Présentation de l'éditeur :
C'est un géant. La taille haute, le corps massif, le regard clair, Flaubert, né la même année que Baudelaire à l'hôtel-Dieu de Rouen où son père est chirurgien, est le Viking de notre littérature. Il consacrera cinq ans à Madame Bovary, rivé à sa table de travail, moine au service de l'art, écrivant quelques lignes par jour, raturant, reprenant, corrigeant inlassablement, se tuant à la tâche. Comme Stendhal ou Baudelaire, Flaubert cherche une issue au romantisme. Il l'achève, aux deux sens du mot, comme Bonaparte achève la Révolution : il l'accomplit et il y met fin. Madame Bovary se situe à la jonction entre romantisme et naturalisme. Madame Bovary paraît d'abord en 1856 dans la Revue de Paris, fondée par Maxime Du Camp quelques années plus tôt. Du Camp, toujours amical, avait écrit à Flaubert : " Tu as enfoui ton roman sous un tas de choses bien faites, mais inutiles. On ne le voit pas assez. Il s'agit de le dégager. C'est un travail facile. Nous le ferons faire sous nos yeux par une personne exercée et habile. " Au dos de la lettre de Du Camp, Flaubert écrivit simplement : " Gigantesque ". Dans le rôle inattendu de critique littéraire, Me' Dupanloup, cité par les Goncourt, crée la surprise en voyant plus juste que Du Camp : " Madame Bovary ? Un chef-d'oeuvre, Monsieur.
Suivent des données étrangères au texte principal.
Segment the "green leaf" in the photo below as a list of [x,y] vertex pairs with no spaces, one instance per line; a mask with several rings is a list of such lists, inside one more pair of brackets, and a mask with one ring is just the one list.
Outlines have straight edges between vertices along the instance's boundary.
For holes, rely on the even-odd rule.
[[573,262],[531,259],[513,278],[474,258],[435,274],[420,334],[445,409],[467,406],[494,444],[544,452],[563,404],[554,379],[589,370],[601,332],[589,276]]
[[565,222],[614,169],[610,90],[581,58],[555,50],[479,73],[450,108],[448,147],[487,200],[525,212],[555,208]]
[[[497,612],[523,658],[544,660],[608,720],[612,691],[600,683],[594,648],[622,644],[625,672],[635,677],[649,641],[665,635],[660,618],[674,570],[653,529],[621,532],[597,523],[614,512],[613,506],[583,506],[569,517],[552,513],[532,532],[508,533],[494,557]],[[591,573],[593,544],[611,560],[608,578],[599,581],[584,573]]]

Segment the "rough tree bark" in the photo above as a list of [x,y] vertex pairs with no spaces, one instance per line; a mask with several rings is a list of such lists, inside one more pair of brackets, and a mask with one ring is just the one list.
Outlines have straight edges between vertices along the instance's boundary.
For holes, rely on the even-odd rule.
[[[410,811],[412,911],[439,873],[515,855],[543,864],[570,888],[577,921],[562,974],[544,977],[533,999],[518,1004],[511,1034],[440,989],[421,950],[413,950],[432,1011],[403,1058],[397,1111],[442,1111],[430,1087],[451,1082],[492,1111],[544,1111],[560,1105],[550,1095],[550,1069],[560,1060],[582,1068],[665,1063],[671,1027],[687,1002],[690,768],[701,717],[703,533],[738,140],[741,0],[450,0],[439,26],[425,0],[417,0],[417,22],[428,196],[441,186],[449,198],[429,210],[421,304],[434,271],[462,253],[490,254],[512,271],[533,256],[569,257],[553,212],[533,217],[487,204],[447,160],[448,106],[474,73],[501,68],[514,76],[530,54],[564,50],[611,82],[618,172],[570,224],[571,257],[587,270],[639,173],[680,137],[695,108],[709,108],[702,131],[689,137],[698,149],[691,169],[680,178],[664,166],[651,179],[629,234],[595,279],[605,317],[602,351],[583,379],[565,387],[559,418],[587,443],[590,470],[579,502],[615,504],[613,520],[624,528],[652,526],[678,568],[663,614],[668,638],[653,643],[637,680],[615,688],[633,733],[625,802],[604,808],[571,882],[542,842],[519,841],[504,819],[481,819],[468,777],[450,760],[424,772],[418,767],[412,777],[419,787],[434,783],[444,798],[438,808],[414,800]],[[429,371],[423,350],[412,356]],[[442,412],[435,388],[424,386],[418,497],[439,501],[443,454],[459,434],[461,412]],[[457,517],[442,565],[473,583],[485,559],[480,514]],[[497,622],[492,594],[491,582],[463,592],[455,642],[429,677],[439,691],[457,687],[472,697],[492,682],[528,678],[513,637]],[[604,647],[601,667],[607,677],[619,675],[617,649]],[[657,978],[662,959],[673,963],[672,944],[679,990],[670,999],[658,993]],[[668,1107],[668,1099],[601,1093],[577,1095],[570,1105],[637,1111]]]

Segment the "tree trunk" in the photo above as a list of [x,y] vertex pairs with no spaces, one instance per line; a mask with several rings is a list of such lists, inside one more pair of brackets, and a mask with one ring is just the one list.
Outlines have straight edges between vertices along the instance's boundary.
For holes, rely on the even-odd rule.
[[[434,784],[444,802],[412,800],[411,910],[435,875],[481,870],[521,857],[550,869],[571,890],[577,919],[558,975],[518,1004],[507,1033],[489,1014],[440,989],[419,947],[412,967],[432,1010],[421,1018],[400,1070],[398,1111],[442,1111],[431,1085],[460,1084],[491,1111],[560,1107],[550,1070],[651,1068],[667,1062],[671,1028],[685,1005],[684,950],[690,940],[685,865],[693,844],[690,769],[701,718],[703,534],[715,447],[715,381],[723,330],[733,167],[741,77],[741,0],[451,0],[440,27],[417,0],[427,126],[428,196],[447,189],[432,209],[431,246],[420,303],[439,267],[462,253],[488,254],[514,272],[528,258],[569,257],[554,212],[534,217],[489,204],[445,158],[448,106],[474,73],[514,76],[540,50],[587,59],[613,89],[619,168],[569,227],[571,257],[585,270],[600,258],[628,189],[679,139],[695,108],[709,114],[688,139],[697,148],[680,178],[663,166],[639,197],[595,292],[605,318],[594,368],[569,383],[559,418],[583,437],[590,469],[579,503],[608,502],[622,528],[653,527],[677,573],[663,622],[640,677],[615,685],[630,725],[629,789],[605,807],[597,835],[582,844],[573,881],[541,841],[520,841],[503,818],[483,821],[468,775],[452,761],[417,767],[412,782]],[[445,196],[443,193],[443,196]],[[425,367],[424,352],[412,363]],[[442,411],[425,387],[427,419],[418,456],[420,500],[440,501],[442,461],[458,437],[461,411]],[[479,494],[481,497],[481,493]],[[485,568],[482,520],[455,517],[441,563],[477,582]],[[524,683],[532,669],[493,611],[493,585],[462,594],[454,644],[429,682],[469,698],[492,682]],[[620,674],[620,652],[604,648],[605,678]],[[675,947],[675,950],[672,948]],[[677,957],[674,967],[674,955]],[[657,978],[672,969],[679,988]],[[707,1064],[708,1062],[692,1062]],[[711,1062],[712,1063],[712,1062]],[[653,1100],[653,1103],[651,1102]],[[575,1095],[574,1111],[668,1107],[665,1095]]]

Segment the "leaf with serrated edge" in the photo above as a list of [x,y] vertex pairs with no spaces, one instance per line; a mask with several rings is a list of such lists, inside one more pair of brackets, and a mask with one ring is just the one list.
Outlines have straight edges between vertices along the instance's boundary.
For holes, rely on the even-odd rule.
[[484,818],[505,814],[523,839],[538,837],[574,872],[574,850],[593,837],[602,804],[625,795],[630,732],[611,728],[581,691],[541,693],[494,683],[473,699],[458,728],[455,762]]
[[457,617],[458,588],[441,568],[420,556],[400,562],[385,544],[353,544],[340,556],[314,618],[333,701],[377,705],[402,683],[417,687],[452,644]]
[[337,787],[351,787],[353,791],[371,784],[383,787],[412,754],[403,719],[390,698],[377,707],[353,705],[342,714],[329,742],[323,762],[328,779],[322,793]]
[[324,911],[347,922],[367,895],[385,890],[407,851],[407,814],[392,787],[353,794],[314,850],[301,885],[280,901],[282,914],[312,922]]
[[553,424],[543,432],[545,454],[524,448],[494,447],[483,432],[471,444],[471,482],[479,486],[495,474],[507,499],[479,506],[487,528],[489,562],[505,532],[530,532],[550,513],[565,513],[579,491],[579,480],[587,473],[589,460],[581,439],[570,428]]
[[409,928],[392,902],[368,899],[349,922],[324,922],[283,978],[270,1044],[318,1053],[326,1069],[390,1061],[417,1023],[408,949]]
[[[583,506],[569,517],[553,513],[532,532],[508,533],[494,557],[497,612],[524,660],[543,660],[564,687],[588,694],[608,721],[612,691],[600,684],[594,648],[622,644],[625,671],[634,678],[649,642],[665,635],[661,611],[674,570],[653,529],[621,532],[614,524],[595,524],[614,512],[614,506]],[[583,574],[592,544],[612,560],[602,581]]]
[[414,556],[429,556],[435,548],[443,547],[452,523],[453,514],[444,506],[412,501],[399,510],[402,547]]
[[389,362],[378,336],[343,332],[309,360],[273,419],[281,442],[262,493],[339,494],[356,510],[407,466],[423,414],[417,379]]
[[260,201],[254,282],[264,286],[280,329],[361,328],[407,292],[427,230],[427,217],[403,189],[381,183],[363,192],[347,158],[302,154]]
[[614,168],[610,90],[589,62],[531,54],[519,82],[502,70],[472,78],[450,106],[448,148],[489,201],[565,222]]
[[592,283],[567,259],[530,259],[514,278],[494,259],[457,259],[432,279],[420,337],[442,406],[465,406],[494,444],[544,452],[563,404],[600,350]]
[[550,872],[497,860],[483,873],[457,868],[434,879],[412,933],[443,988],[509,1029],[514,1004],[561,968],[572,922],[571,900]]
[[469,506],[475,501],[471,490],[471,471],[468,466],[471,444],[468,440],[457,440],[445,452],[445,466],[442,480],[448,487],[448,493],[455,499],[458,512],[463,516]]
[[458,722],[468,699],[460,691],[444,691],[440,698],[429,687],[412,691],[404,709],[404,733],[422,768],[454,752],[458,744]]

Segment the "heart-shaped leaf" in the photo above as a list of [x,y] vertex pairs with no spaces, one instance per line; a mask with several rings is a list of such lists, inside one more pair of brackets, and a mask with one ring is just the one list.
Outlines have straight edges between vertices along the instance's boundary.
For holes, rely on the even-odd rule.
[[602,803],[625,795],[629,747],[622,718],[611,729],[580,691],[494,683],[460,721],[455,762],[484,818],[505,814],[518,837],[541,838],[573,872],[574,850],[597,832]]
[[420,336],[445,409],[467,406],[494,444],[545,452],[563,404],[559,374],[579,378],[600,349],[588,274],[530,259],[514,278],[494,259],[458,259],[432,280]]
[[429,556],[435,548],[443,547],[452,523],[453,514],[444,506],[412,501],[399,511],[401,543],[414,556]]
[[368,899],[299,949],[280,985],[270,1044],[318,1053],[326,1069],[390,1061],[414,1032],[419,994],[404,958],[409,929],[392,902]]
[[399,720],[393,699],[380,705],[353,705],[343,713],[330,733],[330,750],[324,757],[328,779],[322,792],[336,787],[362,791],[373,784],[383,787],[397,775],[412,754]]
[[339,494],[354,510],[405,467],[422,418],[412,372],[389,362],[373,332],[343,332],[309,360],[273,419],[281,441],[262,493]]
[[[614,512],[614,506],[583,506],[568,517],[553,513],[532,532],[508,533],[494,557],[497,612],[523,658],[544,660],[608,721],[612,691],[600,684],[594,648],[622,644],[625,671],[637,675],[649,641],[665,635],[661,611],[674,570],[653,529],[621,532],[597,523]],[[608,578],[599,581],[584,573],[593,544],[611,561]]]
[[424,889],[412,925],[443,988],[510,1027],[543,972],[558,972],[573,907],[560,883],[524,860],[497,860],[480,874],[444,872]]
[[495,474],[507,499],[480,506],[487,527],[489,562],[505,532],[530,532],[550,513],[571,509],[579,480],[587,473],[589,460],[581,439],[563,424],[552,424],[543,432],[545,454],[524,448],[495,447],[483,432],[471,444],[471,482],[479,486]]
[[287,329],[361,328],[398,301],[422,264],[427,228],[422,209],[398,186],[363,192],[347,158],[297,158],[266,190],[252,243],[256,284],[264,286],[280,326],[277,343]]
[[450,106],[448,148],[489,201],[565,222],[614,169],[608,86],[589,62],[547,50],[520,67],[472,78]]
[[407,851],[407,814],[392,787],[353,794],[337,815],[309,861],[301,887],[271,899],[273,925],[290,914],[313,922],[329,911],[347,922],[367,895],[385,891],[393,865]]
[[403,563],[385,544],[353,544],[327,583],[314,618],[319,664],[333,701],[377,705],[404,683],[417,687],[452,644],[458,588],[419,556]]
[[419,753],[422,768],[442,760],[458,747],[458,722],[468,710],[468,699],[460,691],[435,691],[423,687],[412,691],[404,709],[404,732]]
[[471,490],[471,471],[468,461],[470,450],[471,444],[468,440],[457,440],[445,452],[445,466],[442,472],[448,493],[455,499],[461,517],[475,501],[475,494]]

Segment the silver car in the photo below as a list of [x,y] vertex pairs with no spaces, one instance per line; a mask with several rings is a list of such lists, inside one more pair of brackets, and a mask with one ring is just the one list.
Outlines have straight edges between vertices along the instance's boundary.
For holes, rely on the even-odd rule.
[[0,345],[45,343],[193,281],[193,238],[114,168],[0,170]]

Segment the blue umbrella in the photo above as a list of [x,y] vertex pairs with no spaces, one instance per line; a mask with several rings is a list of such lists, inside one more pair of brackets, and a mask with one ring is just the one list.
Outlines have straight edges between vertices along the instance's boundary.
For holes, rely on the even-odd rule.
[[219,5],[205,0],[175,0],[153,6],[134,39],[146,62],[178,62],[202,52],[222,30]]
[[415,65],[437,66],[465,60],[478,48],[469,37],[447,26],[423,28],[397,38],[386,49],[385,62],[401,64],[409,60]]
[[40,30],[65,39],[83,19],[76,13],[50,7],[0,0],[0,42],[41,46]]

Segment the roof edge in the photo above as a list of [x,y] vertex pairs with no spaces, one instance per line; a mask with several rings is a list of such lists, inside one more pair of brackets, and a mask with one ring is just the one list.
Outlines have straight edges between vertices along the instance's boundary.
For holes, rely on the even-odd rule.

Oui, un chef-d'oeuvre pour ceux qui ont confessé en province. " Avec Balzac, le visionnaire, avec Stendhal, le Milanais égoïste et mélomane, Flaubert, le bûcheron, le besogneux qui sent l'huile, diront ses adversaires, le patron, diront ses partisans, est l'un des trois fondateurs de notre roman moderne. Jean d'Ormesson, de l'Académie française.
Extrait :
À Louis Bouilhet
Première partie
Nous étions à l'Étude, quand le Proviseur entra, suivi d'un nouveau habillé en bourgeois et d'un garçon de classe qui portait un grand pupitre. Ceux qui dormaient se réveillèrent, et chacun se leva comme surpris dans son travail.
Le Proviseur nous fit signe de nous rasseoir ; puis, se tournant vers le maître d'études :
- Monsieur Roger, lui dit-il à demi-voix, voici un élève que je vous recommande, il entre en cinquième. Si son travail et sa conduite sont méritoires, il passera dans les grands, où l'appelle son âge.
Resté dans l'angle, derrière la porte, si bien qu'on l'apercevait à peine, le nouveau était un gars de la campagne, d'une quinzaine d'années environ, et plus haut de taille qu'aucun de nous tous. Il avait les cheveux coupés droit sur le front, comme un chantre de village, l'air raisonnable et fort embarrassé. Quoiqu'il ne fût pas large des épaules, son habit-veste de drap vert à boutons noirs devait le gêner aux entournures et laissait voir, par la fente des parements, des poignets rouges habitués à être nus. Ses jambes, en bas bleus, sortaient d'un pantalon jaunâtre très tiré par les bretelles. Il était chaussé de souliers forts, mal cirés, garnis de clous.
On commença la récitation des leçons. Il les écouta de toutes ses oreilles, attentif comme au sermon, n'osant même croiser les cuisses, ni s'appuyer sur le coude, et, à deux heures, quand la cloche sonna, le maître d'études fut obligé de l'avertir, pour qu'il se mît avec nous dans les rangs.